As explained by the en banc court in an opinion authored by Chief Judge Prost, the Court of International Trade had “vacated Commerce’s instructions in-part, holding that the suspension of liquidation could not lawfully cover [goods] entered prior to the initiation of a formal scope inquiry.” Moreover, “[a] panel majority of [the Federal Circuit] agreed.” But the en banc court held otherwise, explaining that it would “break from the CIT and the prior panel opinion in this case, and now hold that Customs did not exceed its authority by ordering the suspension of liquidation based on its interpretation of the Orders.”
The en banc court pointed to the “the clear and unambiguous terms of the relevant regulation,” which according to the opinion explains that “when Commerce conducts a scope inquiry ‘and the product in question is already subject to suspension of liquidation, that suspension of liquidation will be continued‘ pending the final scope ruling.” (quoting 19 C.F.R. § 351.225(l)(1) (emphasis added by the court).
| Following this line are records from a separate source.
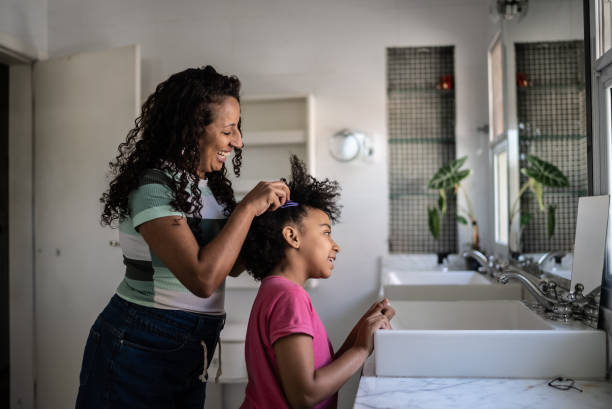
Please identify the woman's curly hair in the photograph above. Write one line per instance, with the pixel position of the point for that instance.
(264, 247)
(165, 137)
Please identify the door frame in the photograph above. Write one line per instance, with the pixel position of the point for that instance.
(21, 234)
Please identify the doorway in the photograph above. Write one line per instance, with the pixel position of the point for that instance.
(4, 239)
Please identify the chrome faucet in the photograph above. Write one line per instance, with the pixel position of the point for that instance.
(559, 304)
(487, 265)
(514, 273)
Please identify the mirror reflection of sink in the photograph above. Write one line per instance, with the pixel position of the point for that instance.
(445, 286)
(485, 339)
(435, 278)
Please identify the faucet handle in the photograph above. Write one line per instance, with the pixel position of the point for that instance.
(578, 289)
(549, 288)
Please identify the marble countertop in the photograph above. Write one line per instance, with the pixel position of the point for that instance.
(476, 393)
(458, 393)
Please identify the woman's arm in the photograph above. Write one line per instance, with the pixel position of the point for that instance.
(302, 384)
(202, 270)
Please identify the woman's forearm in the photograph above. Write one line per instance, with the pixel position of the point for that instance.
(217, 259)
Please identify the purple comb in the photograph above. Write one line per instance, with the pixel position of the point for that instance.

Furthermore, the en banc court did “not agree that either of the [Federal Circuit] cases relied upon [by the CIT and Sunpreme] prohibit Customs from suspending liquidation based on an ambiguous order.”
Finally, while the court noted that its “decision in this case is driven by the law, and not by policy considerations,” it went on to note that “when a policy is declared in a statute, we must consider and ‘follow the policy Congress has prescribed.’” (citing SAS Inst., Inc. v. Iancu). The court then explained that “Sunpreme’s limited view of Customs’s authority runs afoul of the policy declared in the Tariff Act, which instructs the government to ‘provide, to the maximum extent practicable, for the protection of revenue.’” (citing 19 U.S.C. § 1484(a)(2)(C)).
Notably, the panel’s now withdrawn majority opinion was authored by Judge Clevenger and joined by Judge Lourie, with Chief Judge Prost dissenting in relevant part. Judge Clevenger, as a senior circuit judge, was “eligible to participate as a member of an en banc court reviewing a decision of a panel of which that judge was a member,” Internal Operating Procedure 14.7, but evidently elected not to participate. Moreover, Judge Lourie evidently changed his mind given that he voted with the unanimous court in granting rehearing and joining the en banc opinion. Finally, Judge Wallach did not participate in the en banc order or opinion, presumably a result of a recusal. As a result of all these machinations, as noted, Chief Judge Prost authored a unanimous (11-0) opinion for the en banc court consistent with her dissent in the original panel consideration of the case.